Chicago Tribune Editorial - Cashing in on the calendar
Copyright © 2006, Chicago Tribune
Published August 26, 2006
More than 80 companies have come under scrutiny in federal investigations of possible stock option fraud, and you can't help but wonder if we're on the verge of Enron/WorldCom/Tyco revisited.
So far, news of the investigations hasn't roiled the markets the way a spate of corporate scandals did a few years ago. But this does have the potential to shake the confidence of investors.
An option is the right to buy a share of a company's stock in the future at the price of the share on the day the option is granted. So, if 1,000 options are valued at $25 a share, and the stock goes up to $35, the holder can buy and sell and make a quick $10,000 profit. (Or buy and hold the shares.)
The practice under scrutiny is called "backdating." The option might have been issued on a day when the stock was worth $25. But if the option is later changed so it's pegged to a date when the stock sold for, say, $20, the holder can make a larger profit.
Backdating may be legal if a company's board of directors approves it and investors are alerted that it's being done. But it's illegal if it's done in secret. That practice doesn't allow investors to accurately judge the potential cost of a company's option grants.
The Securities and Exchange Commission is investigating this practice, as are federal prosecutors in San Francisco. Some companies have been forced to restate their earnings or delay issuing quarterly results. Apple Computer this month said it will have to restate earnings going back years. The company said its financial statements could "no longer be relied on" because of "irregularities" in its handling of option grants.

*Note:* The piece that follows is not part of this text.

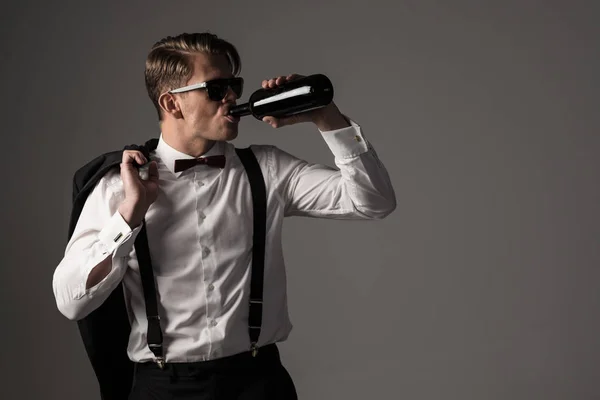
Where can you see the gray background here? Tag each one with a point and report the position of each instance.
(483, 284)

Two former executives of Brocade Communications Systems have been indicted by a federal grand jury on conspiracy and securities fraud charges. The former CEO of Comverse Technology is believed to have fled the U.S. after federal prosecutors charged him and two other Comverse executives with securities, mail and wire fraud related to backdating stock options.
Other firms have publicly revealed that they are part of the ongoing investigations.

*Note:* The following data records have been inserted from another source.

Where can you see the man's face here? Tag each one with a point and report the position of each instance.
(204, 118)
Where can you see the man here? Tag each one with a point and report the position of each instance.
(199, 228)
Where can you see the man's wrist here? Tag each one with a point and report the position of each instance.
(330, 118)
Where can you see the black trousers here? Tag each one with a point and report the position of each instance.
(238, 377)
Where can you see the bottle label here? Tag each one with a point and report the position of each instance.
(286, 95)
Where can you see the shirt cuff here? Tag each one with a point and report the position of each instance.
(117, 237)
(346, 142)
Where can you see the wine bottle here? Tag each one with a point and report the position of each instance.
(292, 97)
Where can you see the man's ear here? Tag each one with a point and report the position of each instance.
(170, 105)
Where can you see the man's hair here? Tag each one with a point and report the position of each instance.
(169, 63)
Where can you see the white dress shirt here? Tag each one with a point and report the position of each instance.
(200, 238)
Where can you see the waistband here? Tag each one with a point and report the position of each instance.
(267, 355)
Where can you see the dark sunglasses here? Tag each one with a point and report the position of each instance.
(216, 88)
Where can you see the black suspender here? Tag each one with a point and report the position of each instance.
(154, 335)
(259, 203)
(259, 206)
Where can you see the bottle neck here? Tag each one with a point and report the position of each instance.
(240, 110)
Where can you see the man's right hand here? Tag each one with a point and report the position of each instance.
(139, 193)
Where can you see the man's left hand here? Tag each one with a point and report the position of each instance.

Stock options have been particularly popular in the high-tech field because they provide a way for some start-up companies to reward executives with the prospect of future riches in lieu of big paychecks. So it comes as no surprise that many of the 80 companies under investigation in the backdating scandal are high-tech companies.

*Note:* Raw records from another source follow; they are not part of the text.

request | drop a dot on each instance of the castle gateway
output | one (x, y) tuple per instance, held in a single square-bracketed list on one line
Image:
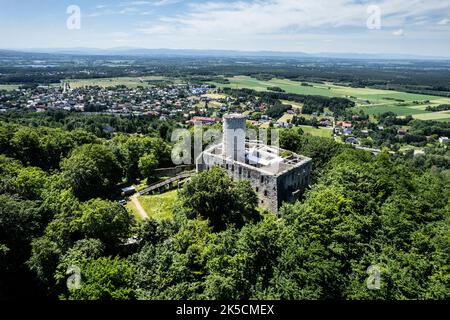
[(275, 178)]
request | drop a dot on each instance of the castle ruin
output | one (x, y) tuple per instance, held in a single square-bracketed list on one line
[(276, 179)]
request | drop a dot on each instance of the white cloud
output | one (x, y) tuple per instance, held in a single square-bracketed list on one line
[(399, 32), (263, 17)]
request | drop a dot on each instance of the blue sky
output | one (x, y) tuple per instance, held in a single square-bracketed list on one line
[(407, 26)]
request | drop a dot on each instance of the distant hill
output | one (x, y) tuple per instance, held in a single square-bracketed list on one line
[(125, 51)]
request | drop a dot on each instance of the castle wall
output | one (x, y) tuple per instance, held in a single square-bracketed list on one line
[(272, 190)]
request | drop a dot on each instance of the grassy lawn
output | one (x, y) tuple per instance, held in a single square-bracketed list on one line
[(371, 101), (159, 206), (320, 132)]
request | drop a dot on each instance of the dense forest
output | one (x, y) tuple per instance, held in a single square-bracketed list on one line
[(58, 214)]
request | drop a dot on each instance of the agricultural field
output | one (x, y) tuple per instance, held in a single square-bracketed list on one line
[(319, 132), (371, 101), (287, 118), (158, 207)]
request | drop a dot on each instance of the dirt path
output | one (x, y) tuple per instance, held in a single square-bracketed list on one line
[(139, 208)]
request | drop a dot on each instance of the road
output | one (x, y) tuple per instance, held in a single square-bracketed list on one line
[(137, 204)]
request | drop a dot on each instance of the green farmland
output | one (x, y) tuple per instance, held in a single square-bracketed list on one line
[(371, 101), (319, 132)]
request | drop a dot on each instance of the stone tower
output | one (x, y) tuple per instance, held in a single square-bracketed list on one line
[(234, 130)]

But the practice may be far more common. More than 2,000 U.S. firms have engaged in the practice, according to an analysis by two professors, the University of Iowa's Erik Lie and Indiana University's Randall Heron. They examined nearly 40,000 stock option grants to executives at more than 7,700 companies between 1996 and 2005. Their analysis revealed that 29 percent of the companies manipulated at least some option grants. The practice fell off four years ago after the SEC required companies to report option grants within two days, but it didn't disappear. Some companies apparently ignored the new rules.
"Backdating goes to the heart of investor confidence," SEC Chairman Christopher Cox said last month. The SEC is writing new rules that will require companies to spell out when, how and why they backdate options. More information for investors is good. Armed with that, they can make up their own minds about a company. As for executives thinking they can get away with illegal backdating, the best deterrent is likely to be the one that has been so effective with other corporate scandals: arrest and conviction.